Figure 2. Effect of rapamycin on CRHSP-24 (A), p44/p42 MAPK (B) and p54 JNK (C) phosphorylation

The most highly phosphorylated form of CRHSP-24 (arrow) was separated from increasingly dephosphorylated forms by isoelectric focusing and visualized by Western blotting. The amount of phosphorylated and total ERK was determined from the combined value of the p44 and p42 bands, while that of phosphorylated and total JNK was determined from the value of the p54 band only. Insets, representative immunoblots. p44/p42(P), p44/p42 MAPK phosphorylated on Thr²⁰²/Tyr²⁰⁴; p44/p42(T), total p44/p42 MAPK content; p54/p56(P), p54/p56 phosphorylated on Thr¹⁸³/Tyr¹⁸⁵; p54(T), total p54 JNK content. Values represent means ± s.e.m.; n = 6–8. *Significantly different from fasted control value, †significantly different from camostat-fed value, P < 0.05.
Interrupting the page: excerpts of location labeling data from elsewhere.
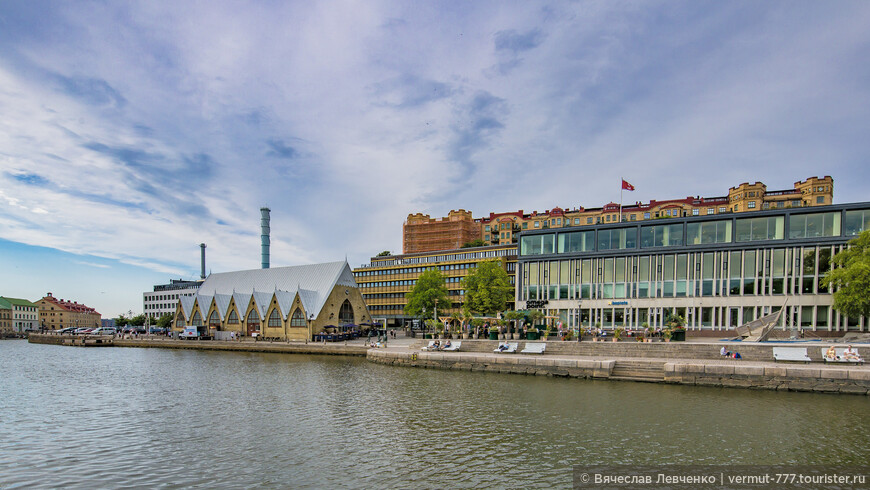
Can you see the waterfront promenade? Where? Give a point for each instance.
(689, 363)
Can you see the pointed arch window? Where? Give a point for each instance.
(298, 319)
(275, 318)
(345, 314)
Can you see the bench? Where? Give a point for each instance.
(534, 348)
(512, 348)
(798, 354)
(454, 346)
(840, 358)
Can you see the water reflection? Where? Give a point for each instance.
(114, 417)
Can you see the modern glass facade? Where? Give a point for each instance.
(717, 272)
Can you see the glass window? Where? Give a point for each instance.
(857, 221)
(708, 232)
(537, 244)
(617, 239)
(752, 229)
(813, 225)
(661, 236)
(580, 241)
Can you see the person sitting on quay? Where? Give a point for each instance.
(851, 354)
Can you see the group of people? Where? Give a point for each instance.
(724, 352)
(849, 354)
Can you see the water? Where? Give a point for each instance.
(119, 417)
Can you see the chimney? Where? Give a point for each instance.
(264, 236)
(202, 260)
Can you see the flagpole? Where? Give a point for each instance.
(620, 199)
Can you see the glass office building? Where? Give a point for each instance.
(718, 271)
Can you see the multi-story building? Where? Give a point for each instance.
(55, 314)
(420, 233)
(428, 234)
(5, 318)
(164, 298)
(24, 313)
(386, 280)
(717, 271)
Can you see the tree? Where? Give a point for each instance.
(474, 243)
(165, 320)
(850, 278)
(430, 287)
(487, 288)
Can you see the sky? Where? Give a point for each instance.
(130, 132)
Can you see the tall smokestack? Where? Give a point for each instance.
(264, 236)
(202, 260)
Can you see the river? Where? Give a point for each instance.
(123, 417)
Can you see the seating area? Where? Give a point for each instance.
(841, 357)
(511, 348)
(534, 348)
(796, 354)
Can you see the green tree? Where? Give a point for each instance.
(487, 288)
(430, 287)
(850, 277)
(474, 243)
(165, 320)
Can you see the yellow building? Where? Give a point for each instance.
(55, 314)
(423, 234)
(289, 303)
(386, 280)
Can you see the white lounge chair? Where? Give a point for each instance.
(454, 346)
(791, 354)
(534, 348)
(840, 358)
(512, 348)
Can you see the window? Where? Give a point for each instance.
(814, 225)
(856, 221)
(708, 232)
(537, 245)
(617, 239)
(345, 313)
(752, 229)
(274, 318)
(581, 241)
(661, 236)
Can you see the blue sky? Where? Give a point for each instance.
(132, 131)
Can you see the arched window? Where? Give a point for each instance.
(298, 318)
(345, 314)
(275, 318)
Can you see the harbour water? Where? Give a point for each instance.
(128, 417)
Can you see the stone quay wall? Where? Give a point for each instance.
(699, 372)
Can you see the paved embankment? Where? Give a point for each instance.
(701, 365)
(336, 349)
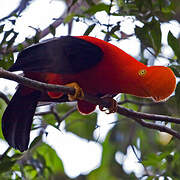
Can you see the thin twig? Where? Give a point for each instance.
(140, 103)
(5, 153)
(157, 127)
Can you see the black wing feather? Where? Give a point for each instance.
(64, 55)
(17, 119)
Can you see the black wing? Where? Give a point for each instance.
(62, 55)
(17, 119)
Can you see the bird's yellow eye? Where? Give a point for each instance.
(142, 72)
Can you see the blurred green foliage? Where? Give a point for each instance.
(158, 157)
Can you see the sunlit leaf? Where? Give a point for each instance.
(97, 8)
(175, 44)
(89, 29)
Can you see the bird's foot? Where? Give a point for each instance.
(113, 106)
(79, 94)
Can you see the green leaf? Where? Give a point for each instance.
(175, 45)
(50, 158)
(150, 35)
(69, 18)
(176, 69)
(97, 8)
(11, 41)
(1, 28)
(6, 163)
(89, 29)
(177, 94)
(83, 126)
(52, 30)
(35, 141)
(156, 35)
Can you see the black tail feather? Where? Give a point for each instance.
(17, 118)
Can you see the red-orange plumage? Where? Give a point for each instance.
(97, 66)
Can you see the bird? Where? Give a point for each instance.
(88, 64)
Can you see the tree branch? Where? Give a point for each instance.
(4, 97)
(137, 116)
(41, 34)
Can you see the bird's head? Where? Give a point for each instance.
(157, 82)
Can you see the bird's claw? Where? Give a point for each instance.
(78, 95)
(112, 105)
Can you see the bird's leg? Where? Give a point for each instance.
(112, 105)
(79, 94)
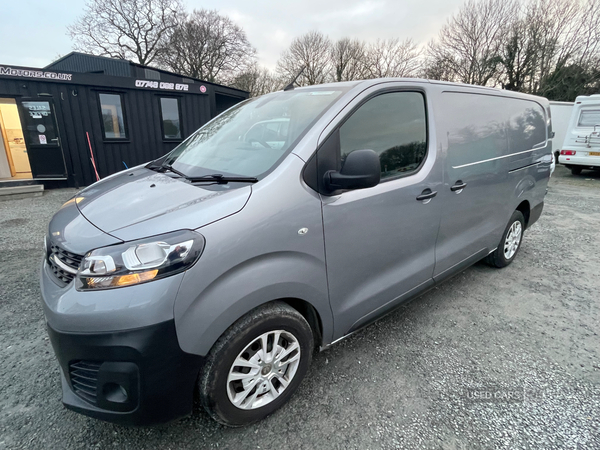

Figure 3. Effect of rapamycin on early response gene transcription

Relative mRNA levels of c-jun (A), c-fos (B), egr-1 (C) and ATF-3 (D) in pancreas of fasted and camostat-fed mice administered carboxymethyl cellulose (CMC) or rapamycin as determined by quantitative PCR. Values represent means ± s.e.m.; n = 5–6. *Significantly different from fasted control value, †significantly different from camostat-fed value, P < 0.05.

Figure 4. Effect of rapamycin on pancreatic growth in mice fed camostat for 7 days

Pancreatic weight (A), DNA content (B) and protein content (C) of mice given daily injections of CMC or rapamycin and fed standard chow or camostat-enriched chow for 7 days. Values represent means ± s.e.m.; n = 6–7. *Significantly different from fasted control value, †significantly different from camostat-fed value, P < 0.05.

Figure 5. Effect of rapamycin on pancreatic DNA synthesis

A, immunostaining of BrdU in pancreatic acinar cell nuclei. B, time course of BrdU incorporation in the pancreas of camostat-fed mice. C, BrdU incorporation in pancreas of mice given daily injections of CMC or rapamycin and fed standard chow or camostat-enriched chow for 2 days. Values represent means ± s.e.m.; n = 9. *Significantly different from fasted control value, †significantly different from camostat-fed value, P < 0.05.

Figure 6. Effect of rapamycin on pancreatic protein synthesis

Rates of global pancreatic protein synthesis in fasted and 2 h camostat-fed mice administered CMC or rapamycin as assessed by the incorporation of ³H-Phe into pancreatic protein during a 10 min period. Values represent means ± s.e.m.; n = 5–6. *Significantly different from fasted control value, †significantly different from camostat-fed value, P < 0.05.